New Zealand botanist (1920–1999)

Anthony Peter "Tony" Druce (June 18, 1920 – March 15, 1999) was a New Zealand botanist. He is considered the preeminent field botanist of New Zealand for the twentieth century.

Tony was born in Kumeroa. He attended Canterbury University College from 1939 to 1942, before he worked on radar in Auckland during World War II. In 1947, he joined DSIR's Botany Division, where he was given a technical role due to his lack of formal education. In 1957, he published Botanical survey of an experimental catchment, Taita, New Zealand, which "was the most detailed study of the history and dynamics of a small catchment's vegetation published to that time." It noted how gorse serves as a nursery plant for native species in New Zealand ecology, allowing regeneration of native bush.

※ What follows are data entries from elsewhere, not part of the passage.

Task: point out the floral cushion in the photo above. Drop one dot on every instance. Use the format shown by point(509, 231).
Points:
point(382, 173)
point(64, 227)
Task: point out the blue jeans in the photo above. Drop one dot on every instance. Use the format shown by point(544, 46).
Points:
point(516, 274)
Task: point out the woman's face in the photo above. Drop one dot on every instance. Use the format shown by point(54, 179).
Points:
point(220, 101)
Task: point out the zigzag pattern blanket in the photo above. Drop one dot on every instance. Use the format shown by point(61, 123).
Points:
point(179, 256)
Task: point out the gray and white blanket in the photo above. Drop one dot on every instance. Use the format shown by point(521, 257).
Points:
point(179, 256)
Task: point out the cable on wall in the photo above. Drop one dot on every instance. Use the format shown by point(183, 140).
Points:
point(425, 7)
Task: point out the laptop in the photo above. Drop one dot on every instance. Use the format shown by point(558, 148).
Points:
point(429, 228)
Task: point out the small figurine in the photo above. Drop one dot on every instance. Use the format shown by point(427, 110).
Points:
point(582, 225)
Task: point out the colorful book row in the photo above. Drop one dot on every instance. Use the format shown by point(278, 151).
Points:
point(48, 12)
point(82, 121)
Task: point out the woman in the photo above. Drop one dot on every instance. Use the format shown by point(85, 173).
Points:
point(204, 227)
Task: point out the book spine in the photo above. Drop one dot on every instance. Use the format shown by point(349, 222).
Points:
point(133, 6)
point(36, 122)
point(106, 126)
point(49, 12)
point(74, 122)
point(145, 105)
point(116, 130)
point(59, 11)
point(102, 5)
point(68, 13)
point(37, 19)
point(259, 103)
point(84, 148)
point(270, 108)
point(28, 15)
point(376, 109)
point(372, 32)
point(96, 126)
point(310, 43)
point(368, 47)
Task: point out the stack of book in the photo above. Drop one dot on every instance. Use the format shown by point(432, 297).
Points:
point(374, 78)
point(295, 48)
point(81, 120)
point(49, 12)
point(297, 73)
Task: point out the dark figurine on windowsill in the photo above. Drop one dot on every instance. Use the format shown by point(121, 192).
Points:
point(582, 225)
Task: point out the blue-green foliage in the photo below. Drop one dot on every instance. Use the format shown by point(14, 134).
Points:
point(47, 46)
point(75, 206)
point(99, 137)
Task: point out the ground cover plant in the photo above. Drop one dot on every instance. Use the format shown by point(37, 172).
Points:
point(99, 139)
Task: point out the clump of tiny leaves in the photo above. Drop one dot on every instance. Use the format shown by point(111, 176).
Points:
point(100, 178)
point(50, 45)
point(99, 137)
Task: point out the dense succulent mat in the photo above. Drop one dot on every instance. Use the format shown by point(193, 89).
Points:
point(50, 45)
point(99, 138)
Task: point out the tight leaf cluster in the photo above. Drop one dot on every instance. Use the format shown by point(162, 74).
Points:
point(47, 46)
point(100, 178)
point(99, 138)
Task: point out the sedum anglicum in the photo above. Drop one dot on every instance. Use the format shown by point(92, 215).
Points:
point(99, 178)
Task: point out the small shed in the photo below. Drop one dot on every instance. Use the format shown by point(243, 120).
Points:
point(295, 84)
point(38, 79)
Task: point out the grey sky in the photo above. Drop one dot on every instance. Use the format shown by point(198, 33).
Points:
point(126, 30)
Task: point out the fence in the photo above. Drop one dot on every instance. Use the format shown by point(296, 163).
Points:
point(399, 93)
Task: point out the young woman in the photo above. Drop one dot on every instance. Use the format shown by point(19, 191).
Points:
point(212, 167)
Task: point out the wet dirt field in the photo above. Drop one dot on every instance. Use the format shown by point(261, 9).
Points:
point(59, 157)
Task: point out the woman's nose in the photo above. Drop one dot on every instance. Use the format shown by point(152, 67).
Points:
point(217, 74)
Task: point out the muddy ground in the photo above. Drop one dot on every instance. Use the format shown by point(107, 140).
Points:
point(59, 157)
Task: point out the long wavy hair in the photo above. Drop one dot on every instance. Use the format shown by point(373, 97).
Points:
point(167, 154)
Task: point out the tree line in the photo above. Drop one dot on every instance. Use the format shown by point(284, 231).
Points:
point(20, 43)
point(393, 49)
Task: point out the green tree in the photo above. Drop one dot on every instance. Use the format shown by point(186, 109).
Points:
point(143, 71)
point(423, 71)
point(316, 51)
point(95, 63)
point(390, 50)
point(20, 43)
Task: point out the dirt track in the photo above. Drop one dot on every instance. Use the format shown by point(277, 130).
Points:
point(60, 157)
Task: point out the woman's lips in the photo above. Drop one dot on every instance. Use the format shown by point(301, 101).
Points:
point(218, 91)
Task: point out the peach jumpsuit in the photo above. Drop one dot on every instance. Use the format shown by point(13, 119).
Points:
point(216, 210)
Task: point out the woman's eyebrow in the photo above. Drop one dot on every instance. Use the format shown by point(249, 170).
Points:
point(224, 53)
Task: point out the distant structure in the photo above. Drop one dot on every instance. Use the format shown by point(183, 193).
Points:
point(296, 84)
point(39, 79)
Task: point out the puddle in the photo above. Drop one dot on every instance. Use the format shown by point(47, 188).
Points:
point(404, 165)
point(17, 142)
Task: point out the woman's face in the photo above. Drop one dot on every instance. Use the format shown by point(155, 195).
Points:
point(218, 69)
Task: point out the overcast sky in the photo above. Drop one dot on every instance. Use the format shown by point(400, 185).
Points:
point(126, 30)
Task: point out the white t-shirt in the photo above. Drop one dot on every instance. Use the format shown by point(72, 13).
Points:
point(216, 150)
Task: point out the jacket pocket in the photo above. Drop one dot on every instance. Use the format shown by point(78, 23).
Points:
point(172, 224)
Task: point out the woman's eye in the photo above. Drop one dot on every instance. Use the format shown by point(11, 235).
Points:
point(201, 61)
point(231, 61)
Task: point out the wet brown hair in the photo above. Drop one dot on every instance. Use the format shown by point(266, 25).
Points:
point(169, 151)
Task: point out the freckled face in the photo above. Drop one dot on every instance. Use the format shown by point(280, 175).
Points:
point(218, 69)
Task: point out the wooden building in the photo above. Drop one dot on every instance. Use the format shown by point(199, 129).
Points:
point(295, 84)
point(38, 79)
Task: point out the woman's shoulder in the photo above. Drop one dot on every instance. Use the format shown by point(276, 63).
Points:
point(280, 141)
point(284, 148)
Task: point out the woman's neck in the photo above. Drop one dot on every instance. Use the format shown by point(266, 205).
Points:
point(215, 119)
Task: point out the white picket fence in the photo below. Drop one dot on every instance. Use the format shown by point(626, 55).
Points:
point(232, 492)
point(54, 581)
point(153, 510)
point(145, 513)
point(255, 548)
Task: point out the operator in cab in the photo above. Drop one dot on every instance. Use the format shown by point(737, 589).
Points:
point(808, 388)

In 1977, his second daughter, Fenella, died in a tramping incident near Aoraki / Mt. Cook. Druce and his wife, the botanist Helen Druce, built Fenella Hut as a memorial, now owned by DOC.

Tony edited the Wellington Botanical Society’s Bulletin from 1949 to 1966, and also served as the Society's vice-president in 1954 and 1962 and as its president in 1960–61 and 1976–7. He was also a major contributor to Audrey Eagle's Eagle's complete trees and shrubs of New Zealand.

Tony was honoured with the Allan Mere Award in 1987.

At least ten species of plant are named in honour of him, including Wahlenbergia pygmaea drucei. As an avid collector, he added over 37,000 specimens to Manaaki Whenua Landcare Research's herbarium at Lincoln. He also occasionally described new species, but often in collaboration. The Wellington Botanical Society has an annual Tony Druce Memorial Lecture named for him, often given at the AGM.